How are you involved with Merkle’s recent acquisitions: RKG, 5th Finger, Brilig, etc.?

When we were looking at RKG, it was going in and saying, “Where are they collecting and leveraging data?” They have a sizable SEO business and it’s not just SEM. When they’re doing analysis on sites, what actually are they capturing? How does that relate to the bigger scheme of we’re looking at?

The technology teams (at Brilig) report in to my organizations. All the agency technology teams don’t. They tend to be very hyper-focused within search and there’s some crossover between search and display and into the paid social side of the house, but they tend to get very specialized when they’re running operations with the agency.

Can you give a brief breakdown of Merkle’s business units and where your specialty fits in?

Merkle goes to market in verticals. There are about six or seven: financial services, insurance/wealth management, travel, media, entertainment, life science. And then we have four core operating groups. [First], the digital agency services. [Second], the technology solutions group that builds the platforms for our clients. [Third], a quantitative marketing group with about 300 masters or higher statisticians in there. … I think it’s the second largest operating group from a revenue standpoint. In almost every deal we do, even if we just do database, we’ll have some retainer on the analytics side, or it could be on the agency side where we’re helping [clients] navigate attribution and how you align your attribution modeling to your [media mix].

And then the fourth one is our Management Consulting Group. That’s a smaller one. I don’t know if we’ll ever build the next Bain, but as we talk about cross device or cross-channel marketing, typically they have a CRM organization that owns a marketing database that does email and direct mail and they’ve got the digital side of the agency. They don’t quite have that all aligned.

What’s your opinion on developing cross device capabilities? Partner or build your own?

We’re just looking for the partner. We’ve had significant conversations with all the major players like Drawbridge, Tapad, and even the BlueCavas of the world. There are a lot of people who are repackaging the Tapad data product, and they’re really the prominent ones coming into play. Everyone is sort of using their asset as a signal and extending it in some fashion.

It’ll always be a question of reach and how many devices can you see and we’ll always be a partner and connect that into the larger graph.

Publicis acquired Sapient, which also employs a CMTO. Will we see more roles of the like emerge at the holding company level?

Big agencies have to develop or acquire better technology chops. Digital marketing isn’t just about buying media. It is about integrating multiple media into a cohesive program, and in today’s world this is a highly technical effort. Technology also becomes increasingly more important as the addressability of channel and media increases.

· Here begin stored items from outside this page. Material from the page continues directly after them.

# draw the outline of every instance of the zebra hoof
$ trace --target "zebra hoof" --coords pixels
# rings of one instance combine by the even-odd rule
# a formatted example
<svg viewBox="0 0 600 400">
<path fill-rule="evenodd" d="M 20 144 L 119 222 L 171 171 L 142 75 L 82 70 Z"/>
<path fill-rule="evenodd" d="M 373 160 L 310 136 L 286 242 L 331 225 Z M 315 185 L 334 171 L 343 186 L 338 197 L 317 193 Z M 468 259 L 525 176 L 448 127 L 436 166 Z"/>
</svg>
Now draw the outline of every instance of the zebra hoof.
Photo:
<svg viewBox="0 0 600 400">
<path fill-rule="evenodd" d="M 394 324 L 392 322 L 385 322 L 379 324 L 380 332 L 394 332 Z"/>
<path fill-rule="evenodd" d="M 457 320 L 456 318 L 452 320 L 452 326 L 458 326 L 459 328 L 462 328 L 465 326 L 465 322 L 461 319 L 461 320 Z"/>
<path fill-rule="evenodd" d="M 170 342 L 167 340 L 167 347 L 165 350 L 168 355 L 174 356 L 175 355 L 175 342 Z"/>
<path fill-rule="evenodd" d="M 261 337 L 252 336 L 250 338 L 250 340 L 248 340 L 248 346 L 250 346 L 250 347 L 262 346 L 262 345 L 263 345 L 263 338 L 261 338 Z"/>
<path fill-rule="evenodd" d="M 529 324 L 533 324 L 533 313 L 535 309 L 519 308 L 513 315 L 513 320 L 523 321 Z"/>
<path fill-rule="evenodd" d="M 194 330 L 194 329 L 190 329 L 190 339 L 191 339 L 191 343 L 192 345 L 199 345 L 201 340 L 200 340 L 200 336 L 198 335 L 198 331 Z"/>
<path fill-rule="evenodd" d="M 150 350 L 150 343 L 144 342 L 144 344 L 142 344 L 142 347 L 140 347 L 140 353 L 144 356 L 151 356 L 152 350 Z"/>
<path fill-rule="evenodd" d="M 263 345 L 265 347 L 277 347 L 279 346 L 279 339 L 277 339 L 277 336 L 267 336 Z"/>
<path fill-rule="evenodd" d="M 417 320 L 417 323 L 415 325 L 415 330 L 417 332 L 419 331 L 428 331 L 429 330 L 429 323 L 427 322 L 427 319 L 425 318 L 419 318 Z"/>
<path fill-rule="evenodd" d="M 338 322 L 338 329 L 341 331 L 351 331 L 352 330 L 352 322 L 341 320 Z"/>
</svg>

Everything in marketing is becoming more digital and more technical.

What does the marketing database of tomorrow look like?

The next generation marketing database is this big data marketing database and DMP. Most of our database deals now … we’re putting in a DMP almost in conjunction with those things. The challenge on that side is, when the customer buys the DMP, how do they get their agency to use their DMP asset? And how does it tie to what they want to do, and the process? Because every agency sort of had the DMP thrown in in some form or fashion. So I think that’s one of the bridge areas to bring the CRM guys into the digital world we’re in today.